Monsieur Delaby a visité l'immeuble plusieurs fois et aussi souvent qu'il le souhaitait avant de signer l'acte authentique et il affirme de ne pas s'être rendu compte de la présence des termites avant de commencer les travaux d'aménagement qui l'ont amené à décoller les tapisseries et les moquettes.

Aucun élément ne permet d'affirmer que le responsable de l'Agence Sautel, la SNC Calvez et Cie ou Monsieur Allain s'étaient mieux rendus compte du retour des termites après les travaux de 1987, l'expert ne le déduisant pas de ses constations bénéficiant d'une meilleure visibilité due aux premières interventions de Monsieur Delaby et aux investigations possibles dans une expertise mais non dans le cadre d'un examen limité aux parties visibles et accessibles.

La dissimulation des traces des termites peut s'expliquer par un but purement esthétique après les travaux de 1987 garantis pour au moins 10 ans et ne semble pas relever de manœuvres dolosives, alors de surcroît que la mise en vente de la maison n'a pas été précipitée et se trouve justifiée par le départ de Monsieur Allain en maison de retraite.

Force est en tout cas de constater que Monsieur Delaby n'apporte pas la preuve du dol qu'il invoque, preuve dont il a la charge, conformément à l'article 1116 du Code civil.

Par ailleurs, alors que l'immeuble pouvait raisonnablement être estimé 300 000 F en l'absence de termites, il a été vendu 200 000 F, l'attention de Monsieur Delaby ne pouvant normalement qu'être attirée sur le risque d'un retour des termites, puisqu'il avait été prévenu qu'un traitement curatif avait été nécessaire, qu'il s'est contenté d'attestations " décrivant sommairement l'état sanitaire et parasitaire de l'immeuble ", comme l'exige l'article 10 du décret pris le 18 février 1985 par le préfet de la Charente-Maritime, mais qu'il n'a rien demandé de plus à cet égard.

Cette absence d'exigence supplémentaire peut du reste s'expliquer par la garantie décennale accordée par la SNC Calvez et Cie et que cette société a proposée de faire jouer lors de la découverte du retour des termites.

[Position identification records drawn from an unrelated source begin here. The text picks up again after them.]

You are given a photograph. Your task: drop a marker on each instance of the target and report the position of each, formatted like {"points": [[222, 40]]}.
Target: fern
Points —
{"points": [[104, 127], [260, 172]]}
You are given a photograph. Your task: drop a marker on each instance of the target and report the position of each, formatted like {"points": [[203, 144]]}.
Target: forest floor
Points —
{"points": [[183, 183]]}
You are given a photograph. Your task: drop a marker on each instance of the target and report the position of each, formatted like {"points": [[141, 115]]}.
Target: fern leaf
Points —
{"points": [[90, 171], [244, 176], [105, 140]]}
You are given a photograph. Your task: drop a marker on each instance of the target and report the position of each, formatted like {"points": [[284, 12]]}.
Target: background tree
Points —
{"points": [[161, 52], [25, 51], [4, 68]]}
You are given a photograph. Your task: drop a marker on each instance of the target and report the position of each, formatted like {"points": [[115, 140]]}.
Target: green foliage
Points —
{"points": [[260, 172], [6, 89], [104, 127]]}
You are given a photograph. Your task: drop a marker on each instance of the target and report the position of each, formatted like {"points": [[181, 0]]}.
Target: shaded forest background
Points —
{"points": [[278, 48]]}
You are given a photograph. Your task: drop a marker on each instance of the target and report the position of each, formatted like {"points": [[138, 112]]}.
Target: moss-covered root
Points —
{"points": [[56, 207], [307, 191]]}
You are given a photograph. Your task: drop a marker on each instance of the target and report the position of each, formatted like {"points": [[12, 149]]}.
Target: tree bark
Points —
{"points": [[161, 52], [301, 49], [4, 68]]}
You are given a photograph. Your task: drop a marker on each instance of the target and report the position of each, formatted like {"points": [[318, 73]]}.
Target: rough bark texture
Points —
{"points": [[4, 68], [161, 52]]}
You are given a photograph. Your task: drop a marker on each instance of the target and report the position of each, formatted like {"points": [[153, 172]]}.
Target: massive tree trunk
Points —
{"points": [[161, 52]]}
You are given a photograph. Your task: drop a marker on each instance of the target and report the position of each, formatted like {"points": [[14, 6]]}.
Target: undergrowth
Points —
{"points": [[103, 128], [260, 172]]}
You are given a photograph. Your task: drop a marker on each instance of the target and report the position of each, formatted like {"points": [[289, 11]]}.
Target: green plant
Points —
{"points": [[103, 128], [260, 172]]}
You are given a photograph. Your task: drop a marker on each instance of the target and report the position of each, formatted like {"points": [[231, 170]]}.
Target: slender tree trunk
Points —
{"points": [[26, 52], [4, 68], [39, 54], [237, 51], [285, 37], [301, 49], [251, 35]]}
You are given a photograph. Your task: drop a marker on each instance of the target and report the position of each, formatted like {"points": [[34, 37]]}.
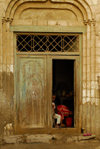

Mais Monsieur Delaby, en ne donnant pas suite à cette proposition et en entendant exiger des sommes considérables, alors que l'expert a évalué à 55 975 F l'ensemble des travaux de réfection faisable en 60 jours ouvrables et nécessaires (environ la moitié de la réduction de prix consentie), et alors que l'absence d'attaque de l'immeuble par des termites n'était pas déterminante pour cet acheteur mis au courant de précédents travaux curatifs, cherche à revenir indûment avec le maximum d'avantages sur une vente qui n'a finalement pas son agrément, mais ne trouve pas plus le vice caché au sens de l'article 164 du Code civil qu'il n'a prouvé le dol.

Il s'ensuit que les demandes de Monsieur Delaby ne sont pas fondées et que la demande subsidiare de Monsieur Allain contre la SNC Calvez et Cie devient sans objet.

Il n'est toutefois pas établi que Monsieur Delaby ait agi par Malice, mauvaise foi, ni légèreté blâmable, de sorte que la demande de dommages-intérêts de la SNC Calvez et Cie n'est pas fondée.

Il est équitable d'allouer au seul Monsieur Allain la somme supplémentaire de 4 000 F pour ses frais hors dépens.

III- Dispositif

Par ces motifs, LA COUR, Confirme le jugement attaqué : Y ajoutant, Condamne Monsieur Pascal Delaby à payer à Monsieur Jean Allain la somme supplémentaire de 4 000 F au titre de l'article 700 du nouveau Code de procédure civile ; Déboute les parties du surplus de leurs demandes ; Condamne Monsieur Delaby aux dépens d'appel et autorise les SCP Paille-Thibault et Musereau-Drouineau-Rosaz à recouvrer directement les frais dont elles auront fait l'avance sans avoir reçu provision.